Abigail Adams to Isaac Smith Sr., 12 March 1787
Abigail Adams to Isaac Smith Sr.
London March 12th 1787
My dear sir
I have sent by Captain Scott the Books you wrote for,1 and if there is any thing else in which I can serve either you or my cousins, I shall be happy to do it—
it is with much pleasure I learn that my cousin W.S. is like to be so pleasingly connected, and with a family to whom both you, & my Late parent, were much attached by a long accquaintance, and established Friendship.2 Educated under virtuous parents, & possessing an amiable dispositions are pleasing presages, of a happy union: they have my best wishes for their prosperity. I thank you sir for extending to my Children, the same indulgence, you and my late dear Aunt confered upon me. your House was always the habitation of Hospitality; and ever seemed to me a Home. tho I doubt not of your continued kindness; it can never be to me what it once was; the loss we have both sustained, cannot be repaired.
By way of Newyork we have received accounts of General Lincolns success in dispercing the insurgents. I fear my Countrymen do not know, properly to estimate the blessings they enjoy. if they are harder-prest by publick burdens than formerly,3 they should consider it as the price of their freedom. if Britain had succeeded against us, the same scenes would probably, have taken place, as have been acted in India, for we have no reason to doubt but that England could have produced more than one Hastings—4
Mr Adams is seriously determined to return Home, & has informd Congress of his design.5 since England has wholy forgotten that Such a place as America ever existed, it is a pitty to take any pains to refresh their memory; every Member in the House of commons Majority and minority studiously avoid the subject, & when it was forced upon them by the publication of monssieur de callone Letter; they noticed it only, as a proof of the subtlety and duplicity as they termd it, of the Court of France, & gave America the go by 6
By all accounts from America your winter has been terrible.7 I hope you have had snow enough to suffice for several. I know not how I shall bear the Heats and colds, after an abscence of three years. the season has been uncommonly mild here, and the Trees have already budded & are bursting into Blosom. the verdure is equal to june with us.8 this has commonly been called a foggy Island. it is true that the Smoke of the city creates a fog, but go only one mile into the Country, and you will have as fine weather, and clear a sky as we can boast in America nor do I think the climate more Subject to fogs, if the manners of the people, were as pure as their Air, no one would have reason to complain.
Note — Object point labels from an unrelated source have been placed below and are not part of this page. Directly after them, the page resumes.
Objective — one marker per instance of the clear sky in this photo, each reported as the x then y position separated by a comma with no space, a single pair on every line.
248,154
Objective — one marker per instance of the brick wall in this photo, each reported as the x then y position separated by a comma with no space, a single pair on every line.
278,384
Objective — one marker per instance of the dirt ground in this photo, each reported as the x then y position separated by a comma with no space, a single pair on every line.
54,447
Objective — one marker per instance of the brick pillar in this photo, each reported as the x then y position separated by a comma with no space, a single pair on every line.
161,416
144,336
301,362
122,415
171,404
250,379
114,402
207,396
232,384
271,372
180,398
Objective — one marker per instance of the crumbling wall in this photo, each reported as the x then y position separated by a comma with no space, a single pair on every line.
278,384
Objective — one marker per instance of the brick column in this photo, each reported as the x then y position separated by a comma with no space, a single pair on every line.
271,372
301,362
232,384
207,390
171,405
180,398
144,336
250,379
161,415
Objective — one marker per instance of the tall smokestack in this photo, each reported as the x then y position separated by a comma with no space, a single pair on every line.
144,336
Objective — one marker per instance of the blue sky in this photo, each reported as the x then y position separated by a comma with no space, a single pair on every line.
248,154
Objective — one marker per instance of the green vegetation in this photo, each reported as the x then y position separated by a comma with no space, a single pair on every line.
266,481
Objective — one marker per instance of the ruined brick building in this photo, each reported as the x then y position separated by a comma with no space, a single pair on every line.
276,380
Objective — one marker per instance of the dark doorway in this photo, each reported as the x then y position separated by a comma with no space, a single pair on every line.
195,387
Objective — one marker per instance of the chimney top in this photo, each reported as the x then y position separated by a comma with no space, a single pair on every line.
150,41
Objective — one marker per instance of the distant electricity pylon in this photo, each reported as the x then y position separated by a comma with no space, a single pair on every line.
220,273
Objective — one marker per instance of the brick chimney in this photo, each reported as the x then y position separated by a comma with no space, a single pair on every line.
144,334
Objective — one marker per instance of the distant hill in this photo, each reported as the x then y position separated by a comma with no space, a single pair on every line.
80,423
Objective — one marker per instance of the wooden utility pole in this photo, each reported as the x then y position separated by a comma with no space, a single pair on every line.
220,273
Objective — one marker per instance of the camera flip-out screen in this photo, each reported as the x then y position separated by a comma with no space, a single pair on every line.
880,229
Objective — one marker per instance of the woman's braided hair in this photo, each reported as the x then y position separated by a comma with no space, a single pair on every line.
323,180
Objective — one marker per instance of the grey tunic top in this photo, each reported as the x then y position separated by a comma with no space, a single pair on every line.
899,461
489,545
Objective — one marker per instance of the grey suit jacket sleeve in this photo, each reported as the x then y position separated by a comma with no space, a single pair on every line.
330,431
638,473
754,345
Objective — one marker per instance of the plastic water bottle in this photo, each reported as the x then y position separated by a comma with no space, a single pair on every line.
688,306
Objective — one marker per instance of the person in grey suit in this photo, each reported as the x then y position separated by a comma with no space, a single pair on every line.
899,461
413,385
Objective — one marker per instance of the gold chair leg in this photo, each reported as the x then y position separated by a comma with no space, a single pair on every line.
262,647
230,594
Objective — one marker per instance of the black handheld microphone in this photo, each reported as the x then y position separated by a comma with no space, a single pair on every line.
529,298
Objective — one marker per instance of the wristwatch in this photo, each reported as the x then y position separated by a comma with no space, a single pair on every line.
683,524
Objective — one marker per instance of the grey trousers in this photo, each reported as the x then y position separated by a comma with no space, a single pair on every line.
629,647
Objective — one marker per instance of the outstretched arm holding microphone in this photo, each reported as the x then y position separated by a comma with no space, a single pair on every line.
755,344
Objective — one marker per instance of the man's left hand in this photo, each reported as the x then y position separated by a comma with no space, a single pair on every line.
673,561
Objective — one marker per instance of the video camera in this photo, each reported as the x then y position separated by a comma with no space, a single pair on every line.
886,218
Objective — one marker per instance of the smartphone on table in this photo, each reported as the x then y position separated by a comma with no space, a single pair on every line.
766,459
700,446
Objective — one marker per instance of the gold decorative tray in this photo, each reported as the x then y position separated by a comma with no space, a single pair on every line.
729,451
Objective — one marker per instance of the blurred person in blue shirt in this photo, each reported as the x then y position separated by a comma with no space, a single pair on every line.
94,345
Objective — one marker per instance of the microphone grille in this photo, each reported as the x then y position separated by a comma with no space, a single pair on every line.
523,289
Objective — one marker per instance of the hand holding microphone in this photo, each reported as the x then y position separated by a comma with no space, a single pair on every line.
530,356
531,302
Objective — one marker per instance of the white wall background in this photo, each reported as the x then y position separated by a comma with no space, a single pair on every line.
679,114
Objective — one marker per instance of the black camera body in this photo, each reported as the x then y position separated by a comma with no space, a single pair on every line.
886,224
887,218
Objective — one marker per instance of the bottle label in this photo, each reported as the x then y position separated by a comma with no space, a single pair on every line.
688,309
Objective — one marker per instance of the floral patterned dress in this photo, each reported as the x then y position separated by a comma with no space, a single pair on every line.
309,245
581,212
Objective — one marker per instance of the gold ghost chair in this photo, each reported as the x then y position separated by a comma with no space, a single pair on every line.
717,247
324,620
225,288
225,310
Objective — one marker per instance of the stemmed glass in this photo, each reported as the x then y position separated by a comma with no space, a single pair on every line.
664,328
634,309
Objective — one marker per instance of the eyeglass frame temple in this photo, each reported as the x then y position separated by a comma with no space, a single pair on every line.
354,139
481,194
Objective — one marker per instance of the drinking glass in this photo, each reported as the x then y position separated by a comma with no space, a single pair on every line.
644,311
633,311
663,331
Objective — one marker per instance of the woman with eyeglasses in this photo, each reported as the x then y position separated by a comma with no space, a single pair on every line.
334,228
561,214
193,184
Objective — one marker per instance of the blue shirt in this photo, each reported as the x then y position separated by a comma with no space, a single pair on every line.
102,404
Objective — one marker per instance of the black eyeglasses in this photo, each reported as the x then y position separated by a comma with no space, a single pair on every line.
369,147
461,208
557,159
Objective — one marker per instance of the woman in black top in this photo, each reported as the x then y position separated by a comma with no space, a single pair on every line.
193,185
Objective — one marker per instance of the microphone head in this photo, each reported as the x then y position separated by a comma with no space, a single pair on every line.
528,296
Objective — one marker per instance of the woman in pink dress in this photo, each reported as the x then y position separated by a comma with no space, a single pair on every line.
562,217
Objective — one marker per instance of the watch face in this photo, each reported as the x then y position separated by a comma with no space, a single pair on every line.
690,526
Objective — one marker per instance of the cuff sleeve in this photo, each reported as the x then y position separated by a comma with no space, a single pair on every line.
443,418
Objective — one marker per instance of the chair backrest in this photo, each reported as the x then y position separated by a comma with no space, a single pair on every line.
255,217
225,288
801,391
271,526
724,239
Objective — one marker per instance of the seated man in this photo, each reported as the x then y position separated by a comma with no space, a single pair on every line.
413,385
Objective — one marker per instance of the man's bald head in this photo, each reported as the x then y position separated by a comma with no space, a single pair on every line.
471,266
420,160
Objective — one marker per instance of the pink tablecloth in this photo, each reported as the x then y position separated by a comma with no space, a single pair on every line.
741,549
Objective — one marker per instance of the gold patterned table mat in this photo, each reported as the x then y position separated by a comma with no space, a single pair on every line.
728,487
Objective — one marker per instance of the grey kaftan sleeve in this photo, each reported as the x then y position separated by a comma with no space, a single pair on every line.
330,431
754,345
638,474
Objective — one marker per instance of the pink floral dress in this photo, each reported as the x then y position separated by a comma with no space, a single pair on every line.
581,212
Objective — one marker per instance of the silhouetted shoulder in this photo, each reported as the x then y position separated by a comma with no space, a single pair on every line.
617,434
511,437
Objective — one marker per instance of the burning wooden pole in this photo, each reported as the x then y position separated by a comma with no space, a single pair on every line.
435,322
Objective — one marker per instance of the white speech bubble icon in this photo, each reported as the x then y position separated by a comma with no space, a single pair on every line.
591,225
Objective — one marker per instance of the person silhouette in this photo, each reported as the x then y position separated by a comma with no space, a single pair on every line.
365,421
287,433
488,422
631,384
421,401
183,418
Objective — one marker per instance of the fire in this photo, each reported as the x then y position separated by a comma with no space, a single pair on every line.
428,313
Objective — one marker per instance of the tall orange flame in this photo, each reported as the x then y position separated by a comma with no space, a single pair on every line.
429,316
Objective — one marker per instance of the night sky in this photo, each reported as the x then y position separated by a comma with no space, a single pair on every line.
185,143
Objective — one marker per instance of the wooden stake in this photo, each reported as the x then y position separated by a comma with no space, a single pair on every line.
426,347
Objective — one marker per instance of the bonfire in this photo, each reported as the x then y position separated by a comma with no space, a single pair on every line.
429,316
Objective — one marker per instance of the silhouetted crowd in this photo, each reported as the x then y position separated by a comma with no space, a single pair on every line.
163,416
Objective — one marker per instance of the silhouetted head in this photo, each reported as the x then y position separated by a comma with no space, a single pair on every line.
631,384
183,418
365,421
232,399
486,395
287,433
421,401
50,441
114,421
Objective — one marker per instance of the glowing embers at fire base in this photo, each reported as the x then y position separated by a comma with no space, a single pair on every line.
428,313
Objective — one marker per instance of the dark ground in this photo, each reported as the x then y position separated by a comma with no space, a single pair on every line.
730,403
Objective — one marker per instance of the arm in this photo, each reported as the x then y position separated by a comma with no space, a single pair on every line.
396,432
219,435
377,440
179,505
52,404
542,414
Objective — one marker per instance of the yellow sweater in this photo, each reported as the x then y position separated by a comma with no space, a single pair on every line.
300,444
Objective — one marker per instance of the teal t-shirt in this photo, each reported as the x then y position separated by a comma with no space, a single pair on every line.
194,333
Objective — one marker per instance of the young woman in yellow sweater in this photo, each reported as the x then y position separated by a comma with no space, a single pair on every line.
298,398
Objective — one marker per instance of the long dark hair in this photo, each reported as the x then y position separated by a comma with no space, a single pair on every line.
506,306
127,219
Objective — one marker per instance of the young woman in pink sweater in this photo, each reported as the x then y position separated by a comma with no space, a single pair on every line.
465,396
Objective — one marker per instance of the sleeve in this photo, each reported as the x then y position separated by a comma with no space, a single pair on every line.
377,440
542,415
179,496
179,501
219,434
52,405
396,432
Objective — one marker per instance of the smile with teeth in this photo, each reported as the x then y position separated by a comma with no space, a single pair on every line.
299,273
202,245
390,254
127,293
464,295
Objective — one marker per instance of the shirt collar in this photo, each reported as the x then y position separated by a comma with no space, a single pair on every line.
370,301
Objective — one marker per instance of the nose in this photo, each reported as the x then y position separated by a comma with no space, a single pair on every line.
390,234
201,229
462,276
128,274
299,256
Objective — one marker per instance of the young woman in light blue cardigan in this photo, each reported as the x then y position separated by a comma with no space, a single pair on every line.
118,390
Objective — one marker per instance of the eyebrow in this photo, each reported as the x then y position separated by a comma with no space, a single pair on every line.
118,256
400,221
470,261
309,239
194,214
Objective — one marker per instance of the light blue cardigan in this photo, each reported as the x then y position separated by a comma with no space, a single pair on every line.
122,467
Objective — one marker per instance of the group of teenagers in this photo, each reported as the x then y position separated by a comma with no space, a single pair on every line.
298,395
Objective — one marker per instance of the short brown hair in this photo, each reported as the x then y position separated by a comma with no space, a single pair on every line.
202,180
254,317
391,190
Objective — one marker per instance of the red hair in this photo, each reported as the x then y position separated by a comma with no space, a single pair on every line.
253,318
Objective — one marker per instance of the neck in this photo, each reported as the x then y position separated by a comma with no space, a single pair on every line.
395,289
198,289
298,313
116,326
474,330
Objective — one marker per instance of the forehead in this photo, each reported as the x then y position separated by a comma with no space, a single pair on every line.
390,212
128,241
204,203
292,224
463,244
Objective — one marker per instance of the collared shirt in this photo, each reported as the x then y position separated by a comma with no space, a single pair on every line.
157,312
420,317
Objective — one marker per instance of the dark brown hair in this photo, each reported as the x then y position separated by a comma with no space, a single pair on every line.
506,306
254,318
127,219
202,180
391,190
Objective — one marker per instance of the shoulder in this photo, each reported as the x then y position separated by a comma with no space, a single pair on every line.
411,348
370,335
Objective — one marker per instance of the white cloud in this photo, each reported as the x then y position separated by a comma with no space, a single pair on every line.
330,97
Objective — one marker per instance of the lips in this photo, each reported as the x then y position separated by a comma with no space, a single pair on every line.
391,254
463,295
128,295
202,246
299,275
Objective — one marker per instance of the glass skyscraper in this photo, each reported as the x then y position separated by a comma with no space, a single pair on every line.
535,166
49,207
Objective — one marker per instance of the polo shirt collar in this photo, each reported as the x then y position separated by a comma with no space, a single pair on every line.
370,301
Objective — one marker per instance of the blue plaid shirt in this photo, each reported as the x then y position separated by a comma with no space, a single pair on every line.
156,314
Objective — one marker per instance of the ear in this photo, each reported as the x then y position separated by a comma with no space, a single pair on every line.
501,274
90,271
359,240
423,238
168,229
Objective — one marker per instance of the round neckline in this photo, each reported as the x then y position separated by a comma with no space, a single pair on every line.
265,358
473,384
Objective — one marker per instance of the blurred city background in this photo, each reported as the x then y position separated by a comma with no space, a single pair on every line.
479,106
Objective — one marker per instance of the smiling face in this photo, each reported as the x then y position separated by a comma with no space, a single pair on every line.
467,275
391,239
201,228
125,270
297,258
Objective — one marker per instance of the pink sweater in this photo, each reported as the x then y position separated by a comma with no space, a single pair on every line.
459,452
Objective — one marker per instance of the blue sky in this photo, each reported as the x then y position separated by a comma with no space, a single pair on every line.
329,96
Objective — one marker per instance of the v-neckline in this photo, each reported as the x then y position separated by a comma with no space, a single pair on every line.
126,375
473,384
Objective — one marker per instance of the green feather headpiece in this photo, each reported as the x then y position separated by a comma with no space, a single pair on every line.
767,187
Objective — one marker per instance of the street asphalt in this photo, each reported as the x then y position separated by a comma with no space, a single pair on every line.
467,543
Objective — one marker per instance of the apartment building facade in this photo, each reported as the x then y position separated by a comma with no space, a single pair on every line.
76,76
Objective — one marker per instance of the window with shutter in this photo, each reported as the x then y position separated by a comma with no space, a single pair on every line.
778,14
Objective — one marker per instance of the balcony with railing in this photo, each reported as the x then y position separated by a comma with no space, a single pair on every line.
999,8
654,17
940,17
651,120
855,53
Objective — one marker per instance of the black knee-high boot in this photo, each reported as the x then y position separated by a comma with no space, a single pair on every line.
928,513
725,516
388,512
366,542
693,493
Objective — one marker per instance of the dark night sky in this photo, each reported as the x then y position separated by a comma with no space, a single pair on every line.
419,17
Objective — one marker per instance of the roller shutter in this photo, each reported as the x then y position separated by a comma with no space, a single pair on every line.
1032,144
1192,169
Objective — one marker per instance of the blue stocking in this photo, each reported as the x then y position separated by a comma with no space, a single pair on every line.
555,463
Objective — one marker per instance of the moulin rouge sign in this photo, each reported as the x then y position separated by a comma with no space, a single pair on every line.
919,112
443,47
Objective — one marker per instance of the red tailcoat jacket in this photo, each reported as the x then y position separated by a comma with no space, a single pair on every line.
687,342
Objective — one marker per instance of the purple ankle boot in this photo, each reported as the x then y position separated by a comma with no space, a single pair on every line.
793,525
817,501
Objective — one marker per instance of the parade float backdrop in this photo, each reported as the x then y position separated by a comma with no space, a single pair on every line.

please to present my regards to mr & mrs otis to cousin Betsy & the mr Smiths. mr Vassel and family drank tea & spent the Evening, with us last week. they inquired very kindly after you, so did mr John Boylstone who was my Gallant during my stay at Bath. he bears his age surprizingly well. mr storers family I hope are well; I am indebted to Charles, will write him soon
I am dear sir with Sentiments of Esteem and affection—your Neice
A Adams
RC (MHi:Smith-Carter Family Papers); addressed by WSS: “To— / Isaac Smith Esquire / Boston—”; notation by WSS: “favd. by / Capt. Scott.” Dft (Adams Papers), filmed at [1787].
1. Not found.
3. In the Dft, AA completed the paragraph with the following: “Still they have bread to eat & rayment to cloath them, provided they will labour—let only behold the poor of Europe, & they would have reason to be Silent.”
4. For Warren Hastings, former governor-general of British India, and his trial for corruption, see Descriptive List of Illustrations, No. 6, above.
6. Charles Alexandre de Calonne, comptroller general of the finances of France, sent a letter on 22 Oct. 1786 to Thomas Jefferson detailing a plan for improved commercial relations between the United States and France. The letter was published in the New York Independent Journal, 30 Dec., and read before the British House of Commons in late Feb. 1787, after which it was reprinted in the London newspapers ( , 1:827–829; London Daily Universal Register, 23 Feb.).
7. The winter of 1786–1787 in the Northeast was notable for three early and very heavy snowstorms in December. Boston, Nantucket, and Newport were badly damaged, and all of eastern Massachusetts experienced severe cold (David M. Ludlum, Early American Winters, 1604–1820, Boston, 1966, p. 68–72). See also vol. 7:400, 401–402, 421, 434, 458, 460; , 2:136–139.
8. At this point in the Dft, AA included the following: “but most people fear that the fruit will be cut of.”